7. The process as claimed in claim 1, wherein the enzymes used in sequential steps of bioconversion are generated as fusion protein using linkers such as and not limited to flexible linker, rigid linker, and the like.
8. The process as claimed in claim 1, wherein the fusion enzymes are introduced in the reaction mixture in either free or immobilized form or combination thereof.
9. The process as claimed in claim 1, wherein the enzymes reaction is carried out in the presence of inorganic polyphosphate or ATP.
10. The process as claimed in claim 1, wherein the said enzymes are used in free or immobilized form or combination thereof.
11. The process as claimed in claim 1 to 6, wherein the enzymes are added as individual enzyme and/ or fusion enzymes, either in a single pot reaction or in sequential enzyme/ fusion enzyme addition to achieve tagatose production.
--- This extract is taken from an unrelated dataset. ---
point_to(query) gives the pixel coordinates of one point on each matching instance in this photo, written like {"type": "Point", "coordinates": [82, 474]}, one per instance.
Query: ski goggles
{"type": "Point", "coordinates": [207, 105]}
12. The process as claimed in claim 1, wherein the process for the preparation of the fusion enzymes comprises:
a. Preparing recombinant cells for expressing the recombinant fusion proteins encoding the enzymes Fructose: Tagatose aldolase and Tagatose 6 phosphate phosphatase;
b. Culturing the recombinant cells at 370C followed by inducing fusion protein expression under different concentration of IPTG and at a temperature of 20-300C; and
c. Extracting and isolating the fusion proteins from culture by causing cell lysis and after separation of soluble and insoluble fractions.